When we reached the place, we were told to stand back as a dynamite had been placed to break the huge boulders on the way. We finally reached the other end and here we were to wait till the vehicles that were to drop us at the border arrived. We spent a whole 3 hours waiting there. I had my lunch here. I was getting increasingly tensed every moment as the Chinese office closed at 4 30 pm IST. When we at last reached the friendship bridge it was 4 30 on the dot. A minute’s delay could have done all the damage!

We got into our buses after the Nepalese formalities and loading all the bags took almost an hour. We then got our currency changed back. When we started from Kodari it was 6 00 pm exactly. Nobody talked much in the bus. In half an hour everybody was asleep. It was 15 minutes to midnight when we finally reached Katmandu. We then had our dinner and slept.

DAY 18
In the morning I had a long shower after which we went to Pashupatinath Temple. After Darshan we went back to the hotel and packed our things. After lunch we stayed for a bit and we started for the airport. Our flight to New Delhi was scheduled for departure at 9 30 pm. By the time we completed all formalities at the airport and reached home, it was midnight.

At Delhi, I felt as if I had just been brought back from a stupor. The whole experience seemed to me like a dream. The numerous difficulties and hurdles posed to us now make the Yatra all the more memorable. Although we had obstacles at every stage of the Yatra, there is absolutely no doubt that God was with us throughout. For every problem He gave us, He also gave a solution. In this pilgrimage, there is very little humans can do against Nature’s wishes. This was evident during the landslide. Moreover, there is no guarantee for getting Darshan of Kailash. Even after enduring all the difficulties, the sky may be so cloudy that Kailash is hidden from view.

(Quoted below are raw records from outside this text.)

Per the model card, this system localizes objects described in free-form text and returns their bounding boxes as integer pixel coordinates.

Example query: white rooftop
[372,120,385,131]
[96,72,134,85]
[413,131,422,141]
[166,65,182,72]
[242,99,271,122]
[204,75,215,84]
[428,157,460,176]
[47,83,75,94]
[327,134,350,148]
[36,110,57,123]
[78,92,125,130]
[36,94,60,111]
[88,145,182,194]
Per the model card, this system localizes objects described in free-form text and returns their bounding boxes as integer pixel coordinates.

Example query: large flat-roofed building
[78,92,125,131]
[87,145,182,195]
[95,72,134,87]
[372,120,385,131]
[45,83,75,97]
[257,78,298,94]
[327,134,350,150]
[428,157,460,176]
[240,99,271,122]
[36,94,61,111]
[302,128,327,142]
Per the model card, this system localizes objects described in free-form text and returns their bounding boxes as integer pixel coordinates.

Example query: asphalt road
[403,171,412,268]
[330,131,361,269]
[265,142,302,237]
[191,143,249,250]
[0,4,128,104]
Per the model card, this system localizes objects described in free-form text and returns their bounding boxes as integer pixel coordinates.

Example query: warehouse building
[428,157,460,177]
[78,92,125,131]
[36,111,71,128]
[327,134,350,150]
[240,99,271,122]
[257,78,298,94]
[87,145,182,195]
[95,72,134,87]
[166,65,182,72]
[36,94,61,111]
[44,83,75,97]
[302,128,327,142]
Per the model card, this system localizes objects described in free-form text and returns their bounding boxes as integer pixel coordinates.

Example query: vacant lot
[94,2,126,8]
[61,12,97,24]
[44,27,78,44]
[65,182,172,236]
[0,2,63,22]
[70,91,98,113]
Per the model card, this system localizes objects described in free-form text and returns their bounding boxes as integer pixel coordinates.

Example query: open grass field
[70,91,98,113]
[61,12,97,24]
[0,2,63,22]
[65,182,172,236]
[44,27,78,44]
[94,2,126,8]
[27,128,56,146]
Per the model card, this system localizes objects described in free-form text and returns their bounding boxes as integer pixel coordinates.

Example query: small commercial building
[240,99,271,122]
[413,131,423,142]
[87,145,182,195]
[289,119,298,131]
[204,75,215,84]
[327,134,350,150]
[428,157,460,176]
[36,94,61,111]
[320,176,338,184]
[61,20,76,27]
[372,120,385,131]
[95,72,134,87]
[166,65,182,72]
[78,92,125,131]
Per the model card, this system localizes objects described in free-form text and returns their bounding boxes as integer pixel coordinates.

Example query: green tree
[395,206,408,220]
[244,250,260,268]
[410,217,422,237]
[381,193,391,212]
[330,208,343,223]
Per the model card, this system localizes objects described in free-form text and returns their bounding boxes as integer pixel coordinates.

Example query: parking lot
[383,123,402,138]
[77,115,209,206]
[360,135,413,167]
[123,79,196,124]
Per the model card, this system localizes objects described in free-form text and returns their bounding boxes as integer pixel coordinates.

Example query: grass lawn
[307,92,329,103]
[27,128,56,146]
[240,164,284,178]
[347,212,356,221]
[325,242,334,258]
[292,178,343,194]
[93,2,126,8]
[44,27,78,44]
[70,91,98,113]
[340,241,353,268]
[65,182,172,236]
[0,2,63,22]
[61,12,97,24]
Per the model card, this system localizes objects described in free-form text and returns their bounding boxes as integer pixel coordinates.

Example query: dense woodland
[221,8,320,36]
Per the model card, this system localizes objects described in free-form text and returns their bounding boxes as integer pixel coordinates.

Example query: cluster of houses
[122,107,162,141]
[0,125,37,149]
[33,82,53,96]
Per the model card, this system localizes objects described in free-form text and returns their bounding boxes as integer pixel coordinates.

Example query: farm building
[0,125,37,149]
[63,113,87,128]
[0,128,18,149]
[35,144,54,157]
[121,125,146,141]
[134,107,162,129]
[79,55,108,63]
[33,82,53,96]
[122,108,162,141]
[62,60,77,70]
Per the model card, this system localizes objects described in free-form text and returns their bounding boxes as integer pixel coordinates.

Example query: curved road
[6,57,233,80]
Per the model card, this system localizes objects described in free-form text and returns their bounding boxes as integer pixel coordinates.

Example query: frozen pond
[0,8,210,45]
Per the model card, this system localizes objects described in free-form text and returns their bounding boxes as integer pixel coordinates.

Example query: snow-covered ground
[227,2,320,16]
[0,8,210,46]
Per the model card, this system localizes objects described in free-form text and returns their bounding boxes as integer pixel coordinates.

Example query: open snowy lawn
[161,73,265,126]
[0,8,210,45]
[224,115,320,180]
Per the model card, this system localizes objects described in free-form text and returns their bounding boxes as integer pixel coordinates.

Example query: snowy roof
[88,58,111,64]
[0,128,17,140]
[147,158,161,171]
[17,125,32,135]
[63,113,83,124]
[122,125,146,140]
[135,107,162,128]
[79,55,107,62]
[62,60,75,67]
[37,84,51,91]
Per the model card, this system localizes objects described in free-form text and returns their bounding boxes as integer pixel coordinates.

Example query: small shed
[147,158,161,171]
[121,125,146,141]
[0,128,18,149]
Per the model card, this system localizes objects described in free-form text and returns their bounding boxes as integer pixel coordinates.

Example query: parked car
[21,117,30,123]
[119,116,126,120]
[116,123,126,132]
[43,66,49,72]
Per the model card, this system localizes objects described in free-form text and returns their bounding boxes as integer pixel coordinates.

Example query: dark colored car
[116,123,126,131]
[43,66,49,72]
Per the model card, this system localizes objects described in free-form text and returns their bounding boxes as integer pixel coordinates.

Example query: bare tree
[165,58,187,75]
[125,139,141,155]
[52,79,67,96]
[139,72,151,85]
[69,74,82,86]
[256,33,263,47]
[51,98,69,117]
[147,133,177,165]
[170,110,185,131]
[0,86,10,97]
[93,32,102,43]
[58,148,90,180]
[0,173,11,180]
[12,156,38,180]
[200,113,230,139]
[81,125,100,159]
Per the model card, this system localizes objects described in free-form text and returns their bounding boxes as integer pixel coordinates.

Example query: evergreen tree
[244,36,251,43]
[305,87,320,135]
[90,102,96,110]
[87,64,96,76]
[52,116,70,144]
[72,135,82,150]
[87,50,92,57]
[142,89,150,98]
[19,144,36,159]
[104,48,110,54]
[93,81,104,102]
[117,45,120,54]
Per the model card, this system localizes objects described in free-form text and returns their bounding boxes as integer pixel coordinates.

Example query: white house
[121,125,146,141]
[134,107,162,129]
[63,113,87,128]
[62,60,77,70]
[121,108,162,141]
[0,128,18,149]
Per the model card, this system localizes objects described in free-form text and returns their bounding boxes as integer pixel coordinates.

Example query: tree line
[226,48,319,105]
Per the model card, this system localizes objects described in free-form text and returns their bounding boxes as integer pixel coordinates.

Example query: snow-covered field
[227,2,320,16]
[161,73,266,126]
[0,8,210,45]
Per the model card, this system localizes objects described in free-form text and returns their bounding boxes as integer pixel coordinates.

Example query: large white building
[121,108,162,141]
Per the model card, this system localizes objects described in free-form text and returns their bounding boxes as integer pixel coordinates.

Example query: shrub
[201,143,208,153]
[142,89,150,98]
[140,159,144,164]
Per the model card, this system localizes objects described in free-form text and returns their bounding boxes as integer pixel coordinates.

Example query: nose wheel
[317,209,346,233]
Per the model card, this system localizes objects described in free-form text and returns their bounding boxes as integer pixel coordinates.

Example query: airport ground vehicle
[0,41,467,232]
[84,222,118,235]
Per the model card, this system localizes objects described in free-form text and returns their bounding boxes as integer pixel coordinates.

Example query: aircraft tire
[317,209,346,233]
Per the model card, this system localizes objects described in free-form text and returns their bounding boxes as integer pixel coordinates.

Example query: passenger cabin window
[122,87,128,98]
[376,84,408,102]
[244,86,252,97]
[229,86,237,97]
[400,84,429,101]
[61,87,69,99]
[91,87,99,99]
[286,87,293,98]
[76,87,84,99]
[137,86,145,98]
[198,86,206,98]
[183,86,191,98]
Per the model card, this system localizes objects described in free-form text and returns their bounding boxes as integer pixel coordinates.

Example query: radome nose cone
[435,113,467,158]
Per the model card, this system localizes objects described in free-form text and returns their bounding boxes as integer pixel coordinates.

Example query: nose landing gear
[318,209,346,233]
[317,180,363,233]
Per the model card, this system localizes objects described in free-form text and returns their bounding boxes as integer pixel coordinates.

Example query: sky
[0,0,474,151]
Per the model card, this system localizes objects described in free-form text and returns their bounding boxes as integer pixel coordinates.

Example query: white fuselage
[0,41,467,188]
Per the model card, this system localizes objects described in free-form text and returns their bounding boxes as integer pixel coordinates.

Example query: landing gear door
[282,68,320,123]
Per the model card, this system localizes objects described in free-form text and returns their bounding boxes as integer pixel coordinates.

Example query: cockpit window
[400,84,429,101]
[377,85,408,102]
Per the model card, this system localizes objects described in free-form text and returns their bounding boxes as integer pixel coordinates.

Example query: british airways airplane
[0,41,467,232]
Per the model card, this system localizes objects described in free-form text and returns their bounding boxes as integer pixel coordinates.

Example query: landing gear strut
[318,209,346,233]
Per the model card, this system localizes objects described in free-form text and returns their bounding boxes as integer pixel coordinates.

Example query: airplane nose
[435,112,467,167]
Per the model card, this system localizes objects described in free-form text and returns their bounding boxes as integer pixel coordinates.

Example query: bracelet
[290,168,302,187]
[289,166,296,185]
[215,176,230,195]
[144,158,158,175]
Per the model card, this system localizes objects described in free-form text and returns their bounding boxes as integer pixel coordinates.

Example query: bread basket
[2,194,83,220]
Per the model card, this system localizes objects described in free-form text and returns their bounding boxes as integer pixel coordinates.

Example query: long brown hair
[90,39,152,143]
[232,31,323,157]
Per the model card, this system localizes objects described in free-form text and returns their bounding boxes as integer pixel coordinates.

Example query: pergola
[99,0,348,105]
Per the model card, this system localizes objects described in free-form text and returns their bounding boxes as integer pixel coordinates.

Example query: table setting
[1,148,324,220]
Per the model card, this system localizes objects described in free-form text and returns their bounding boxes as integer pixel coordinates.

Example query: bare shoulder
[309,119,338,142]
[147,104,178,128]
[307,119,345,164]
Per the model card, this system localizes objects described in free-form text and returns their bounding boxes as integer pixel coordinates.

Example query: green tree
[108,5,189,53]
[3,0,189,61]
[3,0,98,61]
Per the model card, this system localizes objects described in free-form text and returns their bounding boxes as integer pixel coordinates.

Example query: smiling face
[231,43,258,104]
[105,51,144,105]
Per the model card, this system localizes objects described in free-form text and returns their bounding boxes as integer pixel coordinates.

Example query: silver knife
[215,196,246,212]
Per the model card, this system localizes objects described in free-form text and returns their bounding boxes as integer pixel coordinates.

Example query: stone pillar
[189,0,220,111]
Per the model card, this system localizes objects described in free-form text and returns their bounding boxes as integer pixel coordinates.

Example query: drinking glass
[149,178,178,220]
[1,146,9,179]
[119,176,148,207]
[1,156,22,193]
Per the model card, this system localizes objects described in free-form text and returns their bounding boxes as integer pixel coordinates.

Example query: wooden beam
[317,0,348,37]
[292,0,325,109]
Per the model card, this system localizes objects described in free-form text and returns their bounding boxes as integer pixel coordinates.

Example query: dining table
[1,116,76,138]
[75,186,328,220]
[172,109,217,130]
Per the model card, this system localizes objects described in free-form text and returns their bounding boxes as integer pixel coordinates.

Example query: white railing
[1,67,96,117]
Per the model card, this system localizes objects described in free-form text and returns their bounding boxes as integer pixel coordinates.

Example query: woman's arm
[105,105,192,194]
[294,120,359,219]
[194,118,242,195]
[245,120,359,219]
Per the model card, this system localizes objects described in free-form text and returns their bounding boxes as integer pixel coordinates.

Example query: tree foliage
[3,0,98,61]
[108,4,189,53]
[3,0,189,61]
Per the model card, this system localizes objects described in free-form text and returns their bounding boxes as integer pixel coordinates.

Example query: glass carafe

Also, this is one place where human beings are not allowed to make their own rules- every one follows nature’s laws. For instance, nobody can disturb the quiet of the place by shouting or talking loudly. This is ensured by nature for, at that altitude, we are so in need of oxygen we only care to conserve our energy by not talking. This is the place where I realized that we humans are absolutely nothing in front of God. Finally, after reaching home, everybody asked me the same question: how was your experience? My answer to them was always the same: excellent; although I was perfectly aware that this word only expresses 1% of really how amazing the experience was!